2. **Semantic Network**:
   - **Description**: Provides a structured organization of concepts (CUIs) into hierarchies and relationships. It adds structure to the terms in the Metathesaurus, which lacks an overall hierarchy.
   - **Components**:
     - **Semantic Types**: 135 broad categories used to classify concepts.
     - **Semantic Relationships**: 54 types of relationships between concepts, such as "is a" relationships, which define the hierarchy.

   **Example**:
   - **Hierarchy**: "Headache" may be categorized under "Disorder" and "Symptom".
   - **Relationships**: "Headache" might have relationships to related conditions or symptoms, providing context and connections.

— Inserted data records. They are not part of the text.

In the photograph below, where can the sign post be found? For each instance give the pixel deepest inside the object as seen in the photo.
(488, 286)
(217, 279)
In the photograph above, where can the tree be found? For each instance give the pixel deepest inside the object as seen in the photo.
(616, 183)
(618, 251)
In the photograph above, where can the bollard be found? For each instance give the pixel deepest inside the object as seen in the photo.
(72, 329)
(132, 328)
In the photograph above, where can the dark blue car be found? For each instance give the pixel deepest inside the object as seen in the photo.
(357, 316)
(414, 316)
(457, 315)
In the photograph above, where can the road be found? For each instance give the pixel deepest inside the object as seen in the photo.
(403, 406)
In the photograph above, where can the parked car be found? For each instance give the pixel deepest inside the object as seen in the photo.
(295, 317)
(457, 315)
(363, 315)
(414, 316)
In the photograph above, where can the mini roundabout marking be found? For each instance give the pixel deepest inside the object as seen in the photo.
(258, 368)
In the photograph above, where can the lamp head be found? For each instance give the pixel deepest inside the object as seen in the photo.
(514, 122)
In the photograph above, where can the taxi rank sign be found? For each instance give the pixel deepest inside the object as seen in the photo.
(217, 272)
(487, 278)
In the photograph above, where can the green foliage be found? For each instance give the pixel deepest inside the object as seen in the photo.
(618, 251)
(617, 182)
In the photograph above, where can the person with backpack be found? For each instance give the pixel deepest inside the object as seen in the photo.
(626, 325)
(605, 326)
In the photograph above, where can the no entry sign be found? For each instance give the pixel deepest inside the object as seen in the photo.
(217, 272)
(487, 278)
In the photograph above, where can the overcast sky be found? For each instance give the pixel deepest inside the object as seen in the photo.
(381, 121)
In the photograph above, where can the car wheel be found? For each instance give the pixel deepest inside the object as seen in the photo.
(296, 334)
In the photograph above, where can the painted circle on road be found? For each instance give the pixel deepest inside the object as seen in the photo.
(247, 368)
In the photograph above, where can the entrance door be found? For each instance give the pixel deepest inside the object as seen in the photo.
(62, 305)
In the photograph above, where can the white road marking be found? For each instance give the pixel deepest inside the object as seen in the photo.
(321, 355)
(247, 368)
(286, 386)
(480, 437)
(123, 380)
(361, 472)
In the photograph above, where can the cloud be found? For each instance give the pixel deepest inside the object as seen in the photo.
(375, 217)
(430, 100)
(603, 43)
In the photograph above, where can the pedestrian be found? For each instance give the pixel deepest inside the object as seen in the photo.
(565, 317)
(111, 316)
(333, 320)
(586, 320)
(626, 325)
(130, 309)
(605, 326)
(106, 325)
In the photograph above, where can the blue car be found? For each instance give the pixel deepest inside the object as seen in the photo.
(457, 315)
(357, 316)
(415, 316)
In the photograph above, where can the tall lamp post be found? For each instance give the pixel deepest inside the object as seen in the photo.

3. **Specialist Lexicon**:
   - **Description**: Contains over 300,000 entries for common and biomedical terms in English. Includes information on part of speech, syntax, and morphology.
   - **Purpose**: Used with natural language processing (NLP) tools to process and analyze biomedical text.
   - **Popular Tools**:
     - **MMTX**: A tool for mapping concepts to UMLS identifiers.
     - **MetaMap**: A tool for identifying UMLS concepts and relationships within biomedical text.

### Summary

- **UMLS** integrates various biomedical terminologies and ontologies into a unified system.
- **Metathesaurus**: Organizes concepts with unique identifiers at multiple levels (AUI, SUI, LUI, CUI).
- **Semantic Network**: Provides hierarchical and relational structure to concepts.
- **Specialist Lexicon**: Contains detailed lexical information and is used with NLP tools for text processing.

#### Quizzes

1. **What is the unique identifier for the concept "Headache" in UMLS?**
   - **Answer**: C0018681

2. **What are the three components of UMLS?**
   - **Answer**: Metathesaurus, Semantic Network, Specialist Lexicon

3. **What is the purpose of the Specialist Lexicon in UMLS?**
   - **Answer**: To provide lexical information for common and biomedical terms and to be used with NLP tools for processing biomedical text.